Stranger and the Fog
In a remote seaside village, the peaceful lives of the residents are upended when they spot a mysterious boat drifting toward the shore. Upon pulling it in, they find a weary and wounded stranger named Ayat, who has no memory of how he got there. He only recalls being attacked and barely escaping with his life. As Ayat tries to rebuild his sense of self and uncover the truth about his past, he becomes a source of curiosity and suspicion in the community.
The House Is Black
Set in a leper colony in the north of Iran, The House is Black juxtaposes "ugliness," of which there is much in the world as stated in the opening scenes, with religion and gratitude.
Close-Up
This fiction-documentary hybrid uses a sensational real-life event—the arrest of a young man on charges that he fraudulently impersonated the well-known filmmaker Mohsen Makhmalbaf—as the basis for a stunning, multilayered investigation into movies, identity, artistic creation, and existence, in which the real people from the case play themselves.
A Moment of Innocence
A semi-autobiographical account of Makhmalbaf's experience as a teenager when, as a 17-year-old, he stabbed a policeman at a protest rally.

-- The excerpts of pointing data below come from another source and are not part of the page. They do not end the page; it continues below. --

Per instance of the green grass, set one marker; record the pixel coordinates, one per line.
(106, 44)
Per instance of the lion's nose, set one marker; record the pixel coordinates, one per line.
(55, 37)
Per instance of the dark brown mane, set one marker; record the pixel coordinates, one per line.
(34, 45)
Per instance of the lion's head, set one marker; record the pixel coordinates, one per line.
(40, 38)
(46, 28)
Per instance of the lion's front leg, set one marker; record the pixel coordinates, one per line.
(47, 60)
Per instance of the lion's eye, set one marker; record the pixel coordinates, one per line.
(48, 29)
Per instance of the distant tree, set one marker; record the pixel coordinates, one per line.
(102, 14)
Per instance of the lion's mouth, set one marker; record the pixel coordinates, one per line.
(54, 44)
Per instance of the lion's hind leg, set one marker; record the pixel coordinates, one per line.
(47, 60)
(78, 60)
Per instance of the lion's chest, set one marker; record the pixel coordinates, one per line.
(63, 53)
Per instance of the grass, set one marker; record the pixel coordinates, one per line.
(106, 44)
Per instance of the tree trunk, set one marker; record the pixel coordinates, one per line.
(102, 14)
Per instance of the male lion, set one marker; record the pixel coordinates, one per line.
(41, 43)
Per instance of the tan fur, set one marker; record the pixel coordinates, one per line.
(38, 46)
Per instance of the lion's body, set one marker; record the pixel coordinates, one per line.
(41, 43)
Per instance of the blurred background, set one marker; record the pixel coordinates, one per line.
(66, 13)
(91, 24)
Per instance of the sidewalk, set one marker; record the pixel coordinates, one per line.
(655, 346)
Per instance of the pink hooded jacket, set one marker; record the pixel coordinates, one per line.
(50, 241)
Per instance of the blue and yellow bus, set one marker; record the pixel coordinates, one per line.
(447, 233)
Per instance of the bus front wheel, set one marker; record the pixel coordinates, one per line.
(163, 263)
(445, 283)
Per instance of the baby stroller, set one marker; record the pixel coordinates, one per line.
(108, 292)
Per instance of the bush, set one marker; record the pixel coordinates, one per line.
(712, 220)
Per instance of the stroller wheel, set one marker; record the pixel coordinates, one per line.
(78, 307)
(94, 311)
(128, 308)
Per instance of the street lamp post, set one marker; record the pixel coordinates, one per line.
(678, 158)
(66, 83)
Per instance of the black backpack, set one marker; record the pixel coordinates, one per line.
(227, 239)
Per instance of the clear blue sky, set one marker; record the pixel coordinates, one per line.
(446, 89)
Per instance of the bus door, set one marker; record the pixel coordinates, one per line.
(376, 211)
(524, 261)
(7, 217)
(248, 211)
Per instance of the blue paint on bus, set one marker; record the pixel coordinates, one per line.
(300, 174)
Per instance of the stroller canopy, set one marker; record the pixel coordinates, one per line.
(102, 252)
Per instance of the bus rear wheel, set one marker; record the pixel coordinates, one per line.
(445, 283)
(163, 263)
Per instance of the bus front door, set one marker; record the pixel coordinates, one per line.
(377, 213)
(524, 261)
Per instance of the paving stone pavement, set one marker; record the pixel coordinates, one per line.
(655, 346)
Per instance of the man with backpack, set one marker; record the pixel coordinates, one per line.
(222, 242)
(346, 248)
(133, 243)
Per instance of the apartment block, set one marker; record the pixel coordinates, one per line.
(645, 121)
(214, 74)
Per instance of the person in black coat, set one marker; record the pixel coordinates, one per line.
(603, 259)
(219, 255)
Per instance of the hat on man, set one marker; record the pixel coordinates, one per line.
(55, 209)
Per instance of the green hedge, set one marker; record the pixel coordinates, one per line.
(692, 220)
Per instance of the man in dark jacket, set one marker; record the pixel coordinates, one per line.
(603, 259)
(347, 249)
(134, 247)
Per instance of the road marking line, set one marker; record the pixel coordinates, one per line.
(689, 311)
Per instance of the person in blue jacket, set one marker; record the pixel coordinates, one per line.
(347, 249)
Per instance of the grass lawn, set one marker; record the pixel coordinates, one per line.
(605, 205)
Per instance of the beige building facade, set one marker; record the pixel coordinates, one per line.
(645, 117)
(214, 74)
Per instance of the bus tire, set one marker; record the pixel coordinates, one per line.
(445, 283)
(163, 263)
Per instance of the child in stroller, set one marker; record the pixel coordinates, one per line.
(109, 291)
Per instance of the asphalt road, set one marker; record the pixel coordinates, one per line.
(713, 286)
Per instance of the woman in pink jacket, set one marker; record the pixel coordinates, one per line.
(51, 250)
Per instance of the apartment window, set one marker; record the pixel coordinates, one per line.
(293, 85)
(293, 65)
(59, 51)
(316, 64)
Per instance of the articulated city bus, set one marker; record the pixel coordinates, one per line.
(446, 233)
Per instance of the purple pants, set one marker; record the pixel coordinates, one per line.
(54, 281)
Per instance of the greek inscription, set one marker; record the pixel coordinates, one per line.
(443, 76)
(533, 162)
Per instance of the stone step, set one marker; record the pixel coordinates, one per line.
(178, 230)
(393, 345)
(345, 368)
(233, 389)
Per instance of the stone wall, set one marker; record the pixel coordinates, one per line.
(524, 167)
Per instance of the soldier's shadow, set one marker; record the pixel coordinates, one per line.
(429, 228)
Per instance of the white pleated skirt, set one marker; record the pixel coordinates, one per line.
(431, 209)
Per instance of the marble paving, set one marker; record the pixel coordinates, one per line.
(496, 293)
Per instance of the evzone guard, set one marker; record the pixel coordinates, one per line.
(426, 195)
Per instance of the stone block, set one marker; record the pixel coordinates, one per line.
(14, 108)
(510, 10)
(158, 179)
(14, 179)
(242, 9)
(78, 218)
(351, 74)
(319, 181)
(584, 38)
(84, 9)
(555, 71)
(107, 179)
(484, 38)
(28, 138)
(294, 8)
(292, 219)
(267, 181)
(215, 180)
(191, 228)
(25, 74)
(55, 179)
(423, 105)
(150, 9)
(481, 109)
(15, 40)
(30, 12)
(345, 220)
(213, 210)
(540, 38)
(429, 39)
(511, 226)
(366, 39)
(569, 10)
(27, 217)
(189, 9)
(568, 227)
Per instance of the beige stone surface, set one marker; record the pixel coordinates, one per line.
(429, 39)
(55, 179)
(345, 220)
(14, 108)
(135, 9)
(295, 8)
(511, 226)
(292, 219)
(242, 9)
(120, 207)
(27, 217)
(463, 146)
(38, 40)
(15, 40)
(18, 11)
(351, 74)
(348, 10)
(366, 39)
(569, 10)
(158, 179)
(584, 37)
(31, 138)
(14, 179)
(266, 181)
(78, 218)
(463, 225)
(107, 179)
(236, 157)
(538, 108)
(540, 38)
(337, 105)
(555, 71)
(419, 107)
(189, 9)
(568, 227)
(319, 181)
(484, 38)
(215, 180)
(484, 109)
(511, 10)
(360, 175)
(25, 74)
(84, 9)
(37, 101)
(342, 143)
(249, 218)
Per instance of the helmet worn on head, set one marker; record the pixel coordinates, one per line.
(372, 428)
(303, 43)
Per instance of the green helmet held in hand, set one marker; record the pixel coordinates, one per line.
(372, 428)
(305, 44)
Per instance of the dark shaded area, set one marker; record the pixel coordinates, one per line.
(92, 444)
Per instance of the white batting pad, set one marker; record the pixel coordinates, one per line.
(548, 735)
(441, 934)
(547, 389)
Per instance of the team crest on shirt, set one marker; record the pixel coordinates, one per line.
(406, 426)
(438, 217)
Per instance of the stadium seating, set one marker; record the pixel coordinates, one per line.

Two decades later, he tracks down the policeman he injured in an attempt to make amends.
Terrestrial Verses
A satirical take on the mundane absurdities of life in modern-day Iran, these nine vignettes illuminate the lighter side of enduring under authoritarian rule. Whether choosing a name for a newborn, graduating from grade school, getting a driver’s license, applying for a job, or seeking approval for a film script, if you live in Iran, you best come fluent in Orwellian discourse.
Reading Lolita in Tehran
As Islamic morality squads stage arbitrary raids in Tehran and as fundamentalists seize hold of the universities, Azar Nafisi, an inspired teacher, secretly gathers six of her most committed female students to read forbidden western classics. Unaccustomed to being asked to speak their minds, they soon removed their veils, their stories intertwining with the novels they read: just like the heroines of Nabokov, F. Scott Fitzgerald, Henry James or Jane Austen, the women in Nafisi’s living room dare to dream, hope and love as we experience the complexity of the lives of individuals facing political, moral and personal siege.
Grassland
The truth carries a heavy burden, whether it is said that it sets off a storm, or it remains in the heart that disturbs man. Between telling the truth and revealing a secret or being silent and expedient, one is preferable to the other.